This seems exactly right. However I don't as yet have the slightest
intuition as to what this very clean and nice definition of product
translates into in terms of n-categories viewed as cell complexes, and
Ross's paper doesn't offer much in the way of hints here.
A hopefully less vague formulation of my question this is as follows.
Give an elementary description of the product of n-categories.
Here for example is one way one might try to do this for a@b.
For each composite u.v of two m-cells in a and x:y of two n-cells in b
(where . and : denote m- and n-dimensional composition in a and b
respectively), form the following square, whose vertices are 0-cells,
whose edges are (m+n-1)-cells, and whose ==>'s are (m+n)-cells.
x y
--------> --------->
! ! !
! __ ! __ !
u! //! u! //! u!
! // ! // !
V x V y V
--------> --------->
! ! !
! __ ! __ !
v! //! v! //! v!
! // ! // !
V x V y V
--------> --------->
Sum this over all such pairs (u.v,x:y), then make the "appropriate"
identifications to arrive at a@b. (For example identify the common u@x
square for all pairs of pairs (u.v,x:y) and (u.v',x:y').)

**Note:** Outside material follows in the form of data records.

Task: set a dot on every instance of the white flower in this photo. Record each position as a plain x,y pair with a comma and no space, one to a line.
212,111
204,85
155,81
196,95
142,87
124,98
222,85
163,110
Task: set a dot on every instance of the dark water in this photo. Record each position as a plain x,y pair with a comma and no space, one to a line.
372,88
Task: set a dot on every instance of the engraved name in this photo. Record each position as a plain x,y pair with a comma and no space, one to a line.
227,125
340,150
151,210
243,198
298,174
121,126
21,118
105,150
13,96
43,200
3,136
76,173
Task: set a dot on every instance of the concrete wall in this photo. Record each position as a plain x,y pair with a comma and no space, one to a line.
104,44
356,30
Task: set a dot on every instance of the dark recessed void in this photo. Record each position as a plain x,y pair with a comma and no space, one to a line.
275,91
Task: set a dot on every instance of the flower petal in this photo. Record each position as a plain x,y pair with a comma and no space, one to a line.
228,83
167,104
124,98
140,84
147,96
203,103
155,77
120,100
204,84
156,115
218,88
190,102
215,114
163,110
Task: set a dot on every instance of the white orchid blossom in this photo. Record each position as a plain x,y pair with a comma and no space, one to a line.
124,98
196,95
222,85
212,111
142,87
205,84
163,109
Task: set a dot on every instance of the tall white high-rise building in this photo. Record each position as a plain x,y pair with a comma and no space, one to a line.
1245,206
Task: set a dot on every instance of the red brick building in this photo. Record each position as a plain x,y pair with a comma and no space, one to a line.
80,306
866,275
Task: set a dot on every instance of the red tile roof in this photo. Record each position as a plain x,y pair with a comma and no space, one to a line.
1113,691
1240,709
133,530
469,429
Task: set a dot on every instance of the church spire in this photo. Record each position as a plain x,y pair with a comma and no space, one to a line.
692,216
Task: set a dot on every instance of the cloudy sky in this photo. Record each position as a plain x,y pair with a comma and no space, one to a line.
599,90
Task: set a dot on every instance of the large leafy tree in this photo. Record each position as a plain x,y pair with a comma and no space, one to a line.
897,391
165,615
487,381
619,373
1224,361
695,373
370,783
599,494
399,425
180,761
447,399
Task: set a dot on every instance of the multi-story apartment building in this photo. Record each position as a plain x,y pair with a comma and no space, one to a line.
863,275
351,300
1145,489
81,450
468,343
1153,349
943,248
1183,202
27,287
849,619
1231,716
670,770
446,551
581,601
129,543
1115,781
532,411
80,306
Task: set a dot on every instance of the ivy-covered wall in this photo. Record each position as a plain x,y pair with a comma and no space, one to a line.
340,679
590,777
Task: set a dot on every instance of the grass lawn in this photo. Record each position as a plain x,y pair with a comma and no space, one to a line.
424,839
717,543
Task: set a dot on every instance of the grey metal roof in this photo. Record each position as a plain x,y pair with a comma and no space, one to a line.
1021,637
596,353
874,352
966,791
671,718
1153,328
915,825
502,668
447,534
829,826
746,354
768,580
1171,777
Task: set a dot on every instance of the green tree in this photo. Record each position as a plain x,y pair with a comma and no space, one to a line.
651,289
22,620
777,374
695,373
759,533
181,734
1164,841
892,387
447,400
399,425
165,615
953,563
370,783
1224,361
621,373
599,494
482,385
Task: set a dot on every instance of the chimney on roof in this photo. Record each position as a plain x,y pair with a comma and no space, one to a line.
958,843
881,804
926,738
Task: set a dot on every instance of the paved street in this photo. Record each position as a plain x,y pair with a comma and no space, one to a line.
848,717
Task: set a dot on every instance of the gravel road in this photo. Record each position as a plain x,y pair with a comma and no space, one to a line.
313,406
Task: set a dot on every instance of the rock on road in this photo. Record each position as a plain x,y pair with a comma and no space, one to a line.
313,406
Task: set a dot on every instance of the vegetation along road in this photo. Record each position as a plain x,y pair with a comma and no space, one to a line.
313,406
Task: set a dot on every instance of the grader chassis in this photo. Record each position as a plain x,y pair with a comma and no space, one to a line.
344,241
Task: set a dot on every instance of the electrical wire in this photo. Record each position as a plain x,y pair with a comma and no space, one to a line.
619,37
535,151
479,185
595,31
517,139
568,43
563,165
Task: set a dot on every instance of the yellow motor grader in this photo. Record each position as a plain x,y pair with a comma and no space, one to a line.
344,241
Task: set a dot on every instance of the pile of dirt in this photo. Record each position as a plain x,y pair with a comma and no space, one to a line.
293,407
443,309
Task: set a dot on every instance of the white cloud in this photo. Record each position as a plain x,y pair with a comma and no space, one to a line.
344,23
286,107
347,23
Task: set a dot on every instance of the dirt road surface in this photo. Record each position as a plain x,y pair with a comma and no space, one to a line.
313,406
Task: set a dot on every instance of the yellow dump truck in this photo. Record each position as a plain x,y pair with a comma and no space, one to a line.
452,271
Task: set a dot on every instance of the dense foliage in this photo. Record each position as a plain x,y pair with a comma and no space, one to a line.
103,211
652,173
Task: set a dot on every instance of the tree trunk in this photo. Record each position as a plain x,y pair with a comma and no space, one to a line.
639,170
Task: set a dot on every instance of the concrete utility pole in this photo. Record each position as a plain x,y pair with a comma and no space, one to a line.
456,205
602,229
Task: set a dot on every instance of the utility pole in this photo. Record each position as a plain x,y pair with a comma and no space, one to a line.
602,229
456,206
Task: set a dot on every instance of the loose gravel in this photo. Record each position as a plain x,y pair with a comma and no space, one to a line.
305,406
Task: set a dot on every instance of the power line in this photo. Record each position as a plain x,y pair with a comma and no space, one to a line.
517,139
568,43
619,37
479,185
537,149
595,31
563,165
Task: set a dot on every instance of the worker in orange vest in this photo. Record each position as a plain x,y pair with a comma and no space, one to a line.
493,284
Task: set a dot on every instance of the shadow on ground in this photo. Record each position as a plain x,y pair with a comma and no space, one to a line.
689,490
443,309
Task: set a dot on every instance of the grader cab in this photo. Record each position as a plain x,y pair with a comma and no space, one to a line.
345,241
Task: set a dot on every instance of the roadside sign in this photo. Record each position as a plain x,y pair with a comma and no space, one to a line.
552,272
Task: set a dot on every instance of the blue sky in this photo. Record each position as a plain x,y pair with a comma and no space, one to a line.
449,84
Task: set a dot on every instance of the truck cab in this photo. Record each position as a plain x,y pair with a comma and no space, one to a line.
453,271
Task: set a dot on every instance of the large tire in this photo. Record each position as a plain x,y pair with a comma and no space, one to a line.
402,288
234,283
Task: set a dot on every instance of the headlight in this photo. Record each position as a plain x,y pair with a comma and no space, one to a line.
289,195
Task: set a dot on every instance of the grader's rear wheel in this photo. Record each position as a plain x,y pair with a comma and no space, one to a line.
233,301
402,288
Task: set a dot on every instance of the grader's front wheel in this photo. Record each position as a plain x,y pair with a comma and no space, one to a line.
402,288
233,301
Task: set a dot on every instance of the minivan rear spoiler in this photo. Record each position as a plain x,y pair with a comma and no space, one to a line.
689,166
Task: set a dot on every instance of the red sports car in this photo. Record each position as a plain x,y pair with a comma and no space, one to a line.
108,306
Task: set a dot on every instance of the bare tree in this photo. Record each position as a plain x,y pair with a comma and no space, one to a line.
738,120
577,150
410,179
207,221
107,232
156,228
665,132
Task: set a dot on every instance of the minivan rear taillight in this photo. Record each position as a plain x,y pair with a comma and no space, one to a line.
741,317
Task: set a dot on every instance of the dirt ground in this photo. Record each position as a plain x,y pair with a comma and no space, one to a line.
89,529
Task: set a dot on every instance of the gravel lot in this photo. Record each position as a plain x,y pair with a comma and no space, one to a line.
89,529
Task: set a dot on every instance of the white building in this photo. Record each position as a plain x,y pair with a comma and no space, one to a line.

But how are the edges of say the square u@x related to u and x? And
what should be their composition as (m+n-1)-cells of a@b? Is there
some way of completing this definition, or one at the same elementary
level, that is equivalent to Ross's definition? The above-mentioned
boundary equation (MacLane (9.2)) almost surely provides the key here,
and perhaps I should be figuring this out for myself instead of
bothering this list with questions arising out of only half-understood
ideas.
Such an elementary description of this tensor product would help the
more visually oriented of us to see it. In particular those like
myself working on models of concurrent computation might benefit from
such notions, provided they are made sufficiently accessible. The
analogy of stories being read concurrently should hint at this
application.
Vaughan Pratt
PS. As a minor syntactic detail, I just noticed that the (purely
arbitrary) convention I'm using for direction of n-cells for n>1 in
these products is the opposite of the one Iain Aitchison uses. I
should have checked before jumping to the conclusion that the
permutation ab->ba was the natural order of things, rather than
ba->ab. I haven't yet worked out which way round Ross does it in
"Parity Complexes" because it is hard to keep reliable track of parity
during the 15 pages of concepts leading up to his definition of
product, and the paper doesn't contain an example of a product.